Em março de 2021, ele veio a público, em uma transmissão ao vivo no Youtube, para iniciar uma conversa sobre algo que, em retrospecto, já parecia óbvio, mas que acaba negligenciado tanto por técnicos da Ciência de Dados e do Machine Learning (talvez por estarem focados demais em ferramentas) quanto por lideranças da área e por decisões de negócio (talvez pela influência de consultores e vendedores de soluções de Big Data).
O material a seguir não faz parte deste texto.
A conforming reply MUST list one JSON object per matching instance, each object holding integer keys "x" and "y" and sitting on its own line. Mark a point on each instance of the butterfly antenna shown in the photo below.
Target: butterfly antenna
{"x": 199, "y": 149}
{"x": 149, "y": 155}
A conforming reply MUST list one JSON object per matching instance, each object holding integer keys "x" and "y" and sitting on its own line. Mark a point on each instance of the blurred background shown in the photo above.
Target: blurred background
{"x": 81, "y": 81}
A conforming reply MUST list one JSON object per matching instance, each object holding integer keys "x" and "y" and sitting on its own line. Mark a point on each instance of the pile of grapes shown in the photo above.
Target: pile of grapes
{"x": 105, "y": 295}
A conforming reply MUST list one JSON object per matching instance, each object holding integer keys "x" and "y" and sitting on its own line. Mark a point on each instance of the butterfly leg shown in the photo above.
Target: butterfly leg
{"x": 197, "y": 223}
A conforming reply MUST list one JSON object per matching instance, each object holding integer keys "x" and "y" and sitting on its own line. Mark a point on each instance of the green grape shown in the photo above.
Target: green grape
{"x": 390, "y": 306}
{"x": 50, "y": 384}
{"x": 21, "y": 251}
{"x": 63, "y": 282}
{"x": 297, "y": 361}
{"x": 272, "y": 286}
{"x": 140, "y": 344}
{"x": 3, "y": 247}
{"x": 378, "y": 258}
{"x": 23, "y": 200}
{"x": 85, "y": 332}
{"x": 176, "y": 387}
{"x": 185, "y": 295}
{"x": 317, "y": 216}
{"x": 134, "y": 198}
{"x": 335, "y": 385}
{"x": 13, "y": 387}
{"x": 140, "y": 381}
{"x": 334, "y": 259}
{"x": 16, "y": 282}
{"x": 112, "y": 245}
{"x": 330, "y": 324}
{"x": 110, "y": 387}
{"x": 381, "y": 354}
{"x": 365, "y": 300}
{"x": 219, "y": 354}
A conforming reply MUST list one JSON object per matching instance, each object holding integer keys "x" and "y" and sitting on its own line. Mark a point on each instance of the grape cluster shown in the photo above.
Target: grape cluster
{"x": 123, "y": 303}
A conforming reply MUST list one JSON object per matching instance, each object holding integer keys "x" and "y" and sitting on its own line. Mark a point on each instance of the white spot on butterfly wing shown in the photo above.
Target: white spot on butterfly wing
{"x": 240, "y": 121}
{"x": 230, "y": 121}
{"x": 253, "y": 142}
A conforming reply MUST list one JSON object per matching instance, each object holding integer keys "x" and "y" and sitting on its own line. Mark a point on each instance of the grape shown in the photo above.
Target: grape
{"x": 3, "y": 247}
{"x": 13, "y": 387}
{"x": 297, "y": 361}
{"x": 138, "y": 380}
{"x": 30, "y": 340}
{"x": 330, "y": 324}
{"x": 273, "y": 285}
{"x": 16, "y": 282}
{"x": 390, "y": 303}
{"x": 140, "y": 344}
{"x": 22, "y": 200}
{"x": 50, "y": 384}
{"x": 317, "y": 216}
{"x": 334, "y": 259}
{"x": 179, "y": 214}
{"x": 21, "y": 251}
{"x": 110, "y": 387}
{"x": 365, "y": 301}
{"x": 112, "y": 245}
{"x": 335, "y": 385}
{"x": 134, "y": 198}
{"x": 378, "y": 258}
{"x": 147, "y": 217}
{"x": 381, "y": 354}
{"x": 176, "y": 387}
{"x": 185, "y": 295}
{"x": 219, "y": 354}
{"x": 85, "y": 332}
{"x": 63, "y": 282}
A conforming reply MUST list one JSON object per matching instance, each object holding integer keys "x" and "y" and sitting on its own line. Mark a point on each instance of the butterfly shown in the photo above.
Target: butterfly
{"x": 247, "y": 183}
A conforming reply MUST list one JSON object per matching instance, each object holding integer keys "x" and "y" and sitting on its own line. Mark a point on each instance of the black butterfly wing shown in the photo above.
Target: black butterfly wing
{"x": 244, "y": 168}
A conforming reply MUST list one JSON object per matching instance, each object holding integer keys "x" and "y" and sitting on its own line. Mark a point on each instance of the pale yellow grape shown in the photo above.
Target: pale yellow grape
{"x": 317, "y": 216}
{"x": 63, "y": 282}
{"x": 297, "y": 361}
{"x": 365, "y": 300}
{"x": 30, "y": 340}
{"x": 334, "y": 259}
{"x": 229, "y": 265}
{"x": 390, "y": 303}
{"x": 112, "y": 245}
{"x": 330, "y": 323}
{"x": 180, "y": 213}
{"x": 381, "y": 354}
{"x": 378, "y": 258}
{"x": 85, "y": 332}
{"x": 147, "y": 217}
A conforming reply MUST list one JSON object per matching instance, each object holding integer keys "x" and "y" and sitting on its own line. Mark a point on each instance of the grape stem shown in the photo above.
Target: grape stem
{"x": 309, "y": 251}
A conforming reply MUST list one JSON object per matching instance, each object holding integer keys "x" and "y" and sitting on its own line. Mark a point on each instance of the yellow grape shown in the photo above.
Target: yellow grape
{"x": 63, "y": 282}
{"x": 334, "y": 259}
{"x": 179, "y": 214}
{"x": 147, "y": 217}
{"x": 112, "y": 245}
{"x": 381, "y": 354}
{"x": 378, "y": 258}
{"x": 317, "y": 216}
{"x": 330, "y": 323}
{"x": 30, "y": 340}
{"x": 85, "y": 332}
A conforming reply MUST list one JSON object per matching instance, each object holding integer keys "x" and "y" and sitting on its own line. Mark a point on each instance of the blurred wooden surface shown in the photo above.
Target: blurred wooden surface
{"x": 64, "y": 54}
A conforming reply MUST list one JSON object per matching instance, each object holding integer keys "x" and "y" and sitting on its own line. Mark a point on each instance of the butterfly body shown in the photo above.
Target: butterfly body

Na transmissão, intitulada “MLOps: From Model-Centric to Data-Centric”, Ng tratou, em resumo, sobre:
como melhorar a qualidade dos dados (abordagem data-centric) pode ser mais eficaz e eficiente do que apenas focar no desempenho dos modelos de ML (abordagem model-centric);
como ter mais dados não significam, necessariamente, mais precisão dos modelos: abordagens baseadas em “pequenos dados” (small data), além de mais viáveis, podem entregar resultados similares ou melhores do que abordagens de “grandes dados” (big data);
como uma categoria nascente de profissionais, chamada MLOps (e/ou DataOps; como são áreas recentes, ainda há bastante indefinição de nomenclaturas), torna-se fundamental para um controle de qualidade mais sistemático em soluções de ML, neste novo paradigma.
“Meu pressentimento é que, na verdade, para a maioria dos problemas de ML, você precisa de conjuntos relativamente pequenos de dados.
“Se pudermos tornar MLOps e Data-Centric mais sistemáticos, será mais eficiente para implantarmos sistemas de IA.”
— Andrew Ng.
Vamos percorrer as propostas de Ng e como elas confluem na direção de outras tendências de que o mercado já vem falando, como o conceito de small data, wide data (“dados amplos”, em tradução livre), data quality (qualidade de dados) e o próprio MLOps como sistematização de tudo isso.
Antes, porém, vamos voltar no tempo e relembrar o hype (e crenças questionáveis) em torno de Big Data, o que ajudará a entender melhor as propostas de Ng, na sequência.
Em 1998, ano em que a busca Google surgia, já se podia ver algum tratamento sobre Big Data como um paradigma que se realizaria no século XXI.
Uma apresentação intitulada “Big Data… and the Next Wave of InfraStress”, da época, por exemplo, tratava do termo em aspectos técnicos, como armazenamento, memória, processamento (CPUs) etc.. Quem lembra é Gil Press, em “A Very Short History of Big Data” (ele compilou outros ótimos históricos sobre Internet e Web, Tecnologia da Informação e Ciência de Dados).
O surgimento e consolidação das big techs, principalmente da Google, a partir dos 2000, com sua missão de “organizar toda a informação do mundo”, e, em meados da década, do Facebook, que se tornaria um grande repositório de dados não estruturados (nossas conversas, pensamentos, até nossos impulsos inconscientes), alavancou o hype em torno dos “grandes dados”.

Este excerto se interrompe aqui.